In brief: Alder Lake'south performance is slowly coming into focus equally more than benchmark results prove upwards online. Although Intel has notwithstanding to reveal its twelfth generation Cadre processors, it looks like the pinnacle-cease Core i9-12900K could offering significantly better performance in some games compared to AMD'south current flagship CPU, the Ryzen 9 5950X.

Dorsum in July, it transpired that Intel'southward Core i9-12900K Alder Lake CPUs were already on sale in Prc. Since and so, we've seen a number of declared benchmarks of the new chip.
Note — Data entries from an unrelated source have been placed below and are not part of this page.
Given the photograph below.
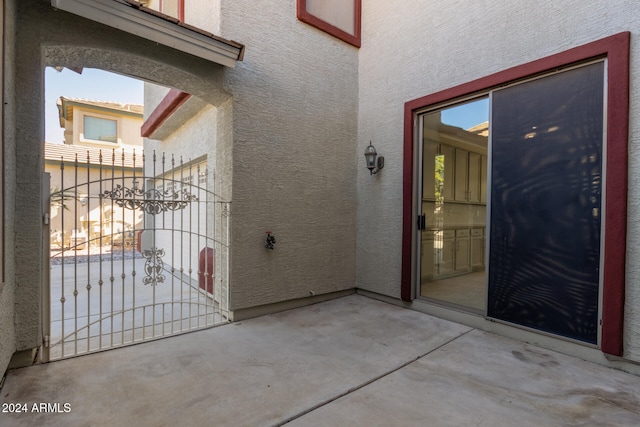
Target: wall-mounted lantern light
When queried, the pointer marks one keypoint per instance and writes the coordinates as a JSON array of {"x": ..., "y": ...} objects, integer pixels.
[{"x": 374, "y": 163}]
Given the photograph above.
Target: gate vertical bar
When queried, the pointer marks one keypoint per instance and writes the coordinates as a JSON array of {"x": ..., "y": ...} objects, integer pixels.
[
  {"x": 100, "y": 242},
  {"x": 88, "y": 246},
  {"x": 46, "y": 285},
  {"x": 73, "y": 243}
]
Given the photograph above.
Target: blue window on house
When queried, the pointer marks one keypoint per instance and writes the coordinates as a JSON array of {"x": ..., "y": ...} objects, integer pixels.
[{"x": 98, "y": 129}]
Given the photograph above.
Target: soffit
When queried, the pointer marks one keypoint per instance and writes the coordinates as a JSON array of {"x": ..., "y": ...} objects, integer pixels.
[{"x": 132, "y": 17}]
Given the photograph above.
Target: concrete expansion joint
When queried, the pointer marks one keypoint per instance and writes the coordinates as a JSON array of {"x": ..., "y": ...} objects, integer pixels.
[{"x": 371, "y": 381}]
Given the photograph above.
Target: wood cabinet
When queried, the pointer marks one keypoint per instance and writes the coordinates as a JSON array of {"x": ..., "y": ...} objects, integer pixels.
[
  {"x": 477, "y": 248},
  {"x": 463, "y": 263},
  {"x": 449, "y": 172},
  {"x": 430, "y": 152}
]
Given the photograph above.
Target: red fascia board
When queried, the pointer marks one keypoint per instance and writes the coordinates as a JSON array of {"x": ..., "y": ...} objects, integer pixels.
[
  {"x": 169, "y": 105},
  {"x": 353, "y": 39},
  {"x": 616, "y": 49}
]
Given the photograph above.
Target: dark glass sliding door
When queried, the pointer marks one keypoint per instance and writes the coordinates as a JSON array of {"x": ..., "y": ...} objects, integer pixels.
[{"x": 545, "y": 203}]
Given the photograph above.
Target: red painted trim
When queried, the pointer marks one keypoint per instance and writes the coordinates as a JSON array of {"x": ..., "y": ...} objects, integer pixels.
[
  {"x": 616, "y": 49},
  {"x": 181, "y": 10},
  {"x": 353, "y": 39},
  {"x": 169, "y": 105}
]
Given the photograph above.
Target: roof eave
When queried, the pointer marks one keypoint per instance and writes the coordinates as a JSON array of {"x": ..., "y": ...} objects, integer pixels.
[{"x": 179, "y": 36}]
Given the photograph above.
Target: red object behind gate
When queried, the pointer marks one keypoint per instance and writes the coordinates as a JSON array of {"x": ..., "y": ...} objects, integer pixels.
[{"x": 206, "y": 268}]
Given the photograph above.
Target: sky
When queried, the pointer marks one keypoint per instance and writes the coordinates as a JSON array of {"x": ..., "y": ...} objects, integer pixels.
[
  {"x": 92, "y": 84},
  {"x": 468, "y": 114}
]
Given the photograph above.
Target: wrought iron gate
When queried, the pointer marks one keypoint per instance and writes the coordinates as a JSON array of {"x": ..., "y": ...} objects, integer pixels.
[{"x": 139, "y": 250}]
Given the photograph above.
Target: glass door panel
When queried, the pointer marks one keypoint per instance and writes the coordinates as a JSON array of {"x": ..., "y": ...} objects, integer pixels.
[{"x": 453, "y": 202}]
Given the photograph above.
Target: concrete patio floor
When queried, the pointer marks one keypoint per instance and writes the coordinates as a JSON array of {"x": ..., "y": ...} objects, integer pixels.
[{"x": 353, "y": 361}]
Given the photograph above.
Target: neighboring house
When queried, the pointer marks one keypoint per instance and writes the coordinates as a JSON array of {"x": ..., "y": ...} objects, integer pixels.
[
  {"x": 98, "y": 136},
  {"x": 101, "y": 124},
  {"x": 532, "y": 214}
]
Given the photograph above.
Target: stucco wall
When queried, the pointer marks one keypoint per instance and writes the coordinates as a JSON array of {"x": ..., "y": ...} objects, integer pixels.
[
  {"x": 294, "y": 129},
  {"x": 411, "y": 49},
  {"x": 7, "y": 289}
]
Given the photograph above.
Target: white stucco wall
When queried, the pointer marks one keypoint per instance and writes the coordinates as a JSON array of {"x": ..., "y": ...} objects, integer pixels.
[
  {"x": 294, "y": 132},
  {"x": 411, "y": 49},
  {"x": 8, "y": 285}
]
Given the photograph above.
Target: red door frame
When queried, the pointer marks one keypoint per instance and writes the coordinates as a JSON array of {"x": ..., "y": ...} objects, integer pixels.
[{"x": 616, "y": 49}]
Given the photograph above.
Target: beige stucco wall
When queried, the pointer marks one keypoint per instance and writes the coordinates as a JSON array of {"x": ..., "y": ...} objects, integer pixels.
[
  {"x": 8, "y": 287},
  {"x": 128, "y": 128},
  {"x": 412, "y": 49},
  {"x": 295, "y": 127}
]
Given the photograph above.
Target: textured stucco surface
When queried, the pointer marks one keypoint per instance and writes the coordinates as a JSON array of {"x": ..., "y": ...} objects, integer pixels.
[
  {"x": 411, "y": 49},
  {"x": 7, "y": 289},
  {"x": 294, "y": 130}
]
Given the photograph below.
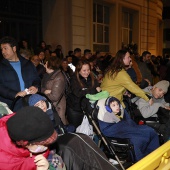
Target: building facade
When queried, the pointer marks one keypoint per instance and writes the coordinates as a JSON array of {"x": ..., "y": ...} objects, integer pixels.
[{"x": 103, "y": 25}]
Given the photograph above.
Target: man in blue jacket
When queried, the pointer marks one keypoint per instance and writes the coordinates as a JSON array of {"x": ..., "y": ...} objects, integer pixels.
[{"x": 18, "y": 76}]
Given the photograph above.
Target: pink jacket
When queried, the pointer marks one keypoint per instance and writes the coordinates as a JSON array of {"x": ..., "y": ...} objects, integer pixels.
[{"x": 11, "y": 156}]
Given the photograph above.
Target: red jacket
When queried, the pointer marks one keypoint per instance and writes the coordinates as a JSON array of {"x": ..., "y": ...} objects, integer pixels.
[{"x": 11, "y": 156}]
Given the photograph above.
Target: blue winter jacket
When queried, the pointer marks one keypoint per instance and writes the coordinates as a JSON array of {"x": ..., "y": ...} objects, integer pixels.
[{"x": 9, "y": 81}]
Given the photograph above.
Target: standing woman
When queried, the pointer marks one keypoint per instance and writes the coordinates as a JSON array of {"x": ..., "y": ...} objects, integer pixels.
[
  {"x": 53, "y": 86},
  {"x": 82, "y": 82},
  {"x": 116, "y": 80}
]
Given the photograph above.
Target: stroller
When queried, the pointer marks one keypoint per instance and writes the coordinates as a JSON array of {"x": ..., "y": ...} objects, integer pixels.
[
  {"x": 58, "y": 125},
  {"x": 154, "y": 122},
  {"x": 115, "y": 148},
  {"x": 78, "y": 151}
]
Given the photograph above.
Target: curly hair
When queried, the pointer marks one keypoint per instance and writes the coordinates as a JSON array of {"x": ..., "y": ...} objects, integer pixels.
[
  {"x": 117, "y": 64},
  {"x": 79, "y": 67}
]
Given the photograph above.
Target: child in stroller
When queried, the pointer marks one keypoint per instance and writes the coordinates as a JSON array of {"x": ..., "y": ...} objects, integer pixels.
[{"x": 114, "y": 121}]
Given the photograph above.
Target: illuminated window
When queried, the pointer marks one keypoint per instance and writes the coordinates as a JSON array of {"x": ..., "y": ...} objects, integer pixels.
[
  {"x": 100, "y": 27},
  {"x": 127, "y": 25}
]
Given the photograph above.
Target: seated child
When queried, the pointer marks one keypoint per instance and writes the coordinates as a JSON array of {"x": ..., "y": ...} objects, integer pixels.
[
  {"x": 41, "y": 102},
  {"x": 114, "y": 121}
]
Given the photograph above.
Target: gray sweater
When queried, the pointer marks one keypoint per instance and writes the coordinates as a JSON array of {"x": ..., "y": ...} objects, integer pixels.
[{"x": 148, "y": 110}]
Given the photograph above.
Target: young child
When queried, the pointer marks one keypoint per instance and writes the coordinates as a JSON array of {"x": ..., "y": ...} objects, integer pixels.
[
  {"x": 26, "y": 137},
  {"x": 41, "y": 102},
  {"x": 114, "y": 121}
]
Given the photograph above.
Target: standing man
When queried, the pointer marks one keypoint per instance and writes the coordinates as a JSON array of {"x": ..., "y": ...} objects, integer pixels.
[{"x": 16, "y": 73}]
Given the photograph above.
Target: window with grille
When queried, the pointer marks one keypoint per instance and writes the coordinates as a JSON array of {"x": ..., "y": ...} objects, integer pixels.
[
  {"x": 100, "y": 27},
  {"x": 127, "y": 25}
]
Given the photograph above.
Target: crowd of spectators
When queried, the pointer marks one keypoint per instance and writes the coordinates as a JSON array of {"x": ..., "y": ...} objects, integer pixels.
[{"x": 66, "y": 78}]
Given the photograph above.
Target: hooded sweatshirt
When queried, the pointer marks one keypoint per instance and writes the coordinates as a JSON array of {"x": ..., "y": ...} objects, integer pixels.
[{"x": 11, "y": 156}]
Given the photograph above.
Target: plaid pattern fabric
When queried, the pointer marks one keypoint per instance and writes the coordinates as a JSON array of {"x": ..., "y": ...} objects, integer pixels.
[{"x": 48, "y": 141}]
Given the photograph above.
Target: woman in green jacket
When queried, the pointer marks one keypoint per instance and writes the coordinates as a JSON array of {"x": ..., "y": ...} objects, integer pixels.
[{"x": 116, "y": 80}]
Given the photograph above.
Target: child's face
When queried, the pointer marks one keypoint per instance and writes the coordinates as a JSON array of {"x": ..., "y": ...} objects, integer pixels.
[
  {"x": 115, "y": 107},
  {"x": 42, "y": 105},
  {"x": 157, "y": 93}
]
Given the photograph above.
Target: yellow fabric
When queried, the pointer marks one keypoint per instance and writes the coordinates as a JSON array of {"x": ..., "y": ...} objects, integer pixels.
[
  {"x": 122, "y": 82},
  {"x": 157, "y": 160}
]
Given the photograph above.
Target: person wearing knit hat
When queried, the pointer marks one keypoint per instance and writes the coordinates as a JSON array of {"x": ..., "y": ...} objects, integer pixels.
[
  {"x": 40, "y": 101},
  {"x": 156, "y": 106},
  {"x": 26, "y": 137}
]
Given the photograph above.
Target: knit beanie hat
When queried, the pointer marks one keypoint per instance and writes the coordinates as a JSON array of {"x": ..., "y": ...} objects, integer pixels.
[
  {"x": 108, "y": 101},
  {"x": 162, "y": 85},
  {"x": 30, "y": 125},
  {"x": 34, "y": 98}
]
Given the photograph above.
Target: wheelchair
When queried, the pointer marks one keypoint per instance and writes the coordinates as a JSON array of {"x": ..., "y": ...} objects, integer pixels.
[
  {"x": 115, "y": 148},
  {"x": 135, "y": 114}
]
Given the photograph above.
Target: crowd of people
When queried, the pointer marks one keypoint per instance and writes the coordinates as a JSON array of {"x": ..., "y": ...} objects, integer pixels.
[{"x": 66, "y": 79}]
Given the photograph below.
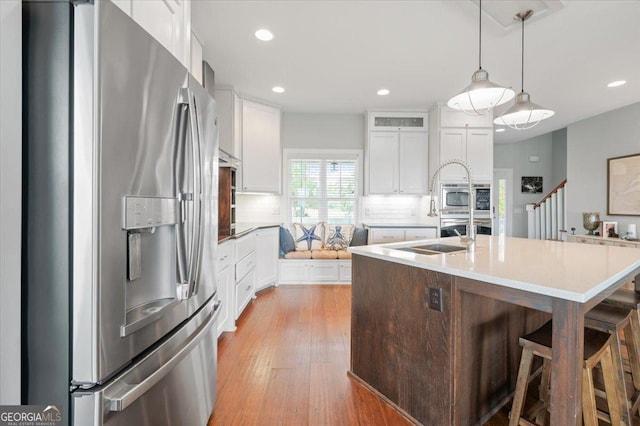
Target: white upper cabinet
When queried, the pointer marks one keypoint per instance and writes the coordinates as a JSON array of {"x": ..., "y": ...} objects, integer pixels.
[
  {"x": 261, "y": 152},
  {"x": 168, "y": 21},
  {"x": 396, "y": 162},
  {"x": 196, "y": 58},
  {"x": 459, "y": 136},
  {"x": 229, "y": 111}
]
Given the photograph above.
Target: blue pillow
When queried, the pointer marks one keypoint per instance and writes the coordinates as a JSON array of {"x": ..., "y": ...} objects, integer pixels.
[
  {"x": 360, "y": 237},
  {"x": 286, "y": 241}
]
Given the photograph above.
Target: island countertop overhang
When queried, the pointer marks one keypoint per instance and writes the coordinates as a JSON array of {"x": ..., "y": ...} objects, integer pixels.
[{"x": 570, "y": 271}]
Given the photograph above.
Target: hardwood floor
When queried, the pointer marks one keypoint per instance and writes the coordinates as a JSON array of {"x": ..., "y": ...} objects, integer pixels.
[{"x": 287, "y": 364}]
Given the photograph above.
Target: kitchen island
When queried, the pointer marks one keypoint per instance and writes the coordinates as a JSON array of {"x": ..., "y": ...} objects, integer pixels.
[{"x": 457, "y": 364}]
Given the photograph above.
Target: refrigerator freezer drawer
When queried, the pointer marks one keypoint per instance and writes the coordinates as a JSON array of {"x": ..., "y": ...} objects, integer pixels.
[{"x": 180, "y": 373}]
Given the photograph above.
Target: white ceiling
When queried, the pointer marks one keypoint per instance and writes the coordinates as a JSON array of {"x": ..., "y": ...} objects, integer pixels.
[{"x": 332, "y": 56}]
As we become closer to the official reveal next month, more results are popping up online, and all of them propose that Intel has a big winner on its easily.

Early on benchmarks showed the new xvi-cadre, 24-thread flagship CPU has the potential to challenge AMD'south Zen three powerhouse -- the sixteen-core, 32-thread Ryzen 9 5950X. Nevertheless, most of these tests were performed on Geekbench's v5 suite, which tin can just offering a rough thought of the general performance you can expect out of a CPU.

This week, someone performed a fix of Ashes of the Singularity (AoTS) benchmarks on an alleged Cadre i9-12900K sample. The results were spotted past Twitter user @9550pro (thank you, Tom's Hardware), and they seem to indicate the Core i9-12900K will be significantly faster in some games than the AMD counterpart.

To put things in context, Stardock recently updated Ashes of the Singularity: Escalation to version three.1, which allows the game engine to utilise up to xvi cores simultaneously to make draw calls to the GPU. Previously, the game was just able to utilize up to half every bit many cores, so performance should see a pregnant uplift for systems equipped with CPUs that have more than eight physical cores.

It certainly looks to be the example with the Core i9-12900K, which scored over 14,000 points when paired with Nvidia's GeForce RTX 3080 in the AoTS criterion using the High 1440p preset. That's nearly 39 percent faster than AMD's Ryzen 9 5950X paired with the same GPU.

As impressive as they seem, these results should be taken with the proverbial grain of salt, as we only know surface-level details about the test systems. Furthermore, the Alder Lake part will also accept to evidence its value in productivity workloads, energy efficiency, and cooling requirements against AMD's current offerings.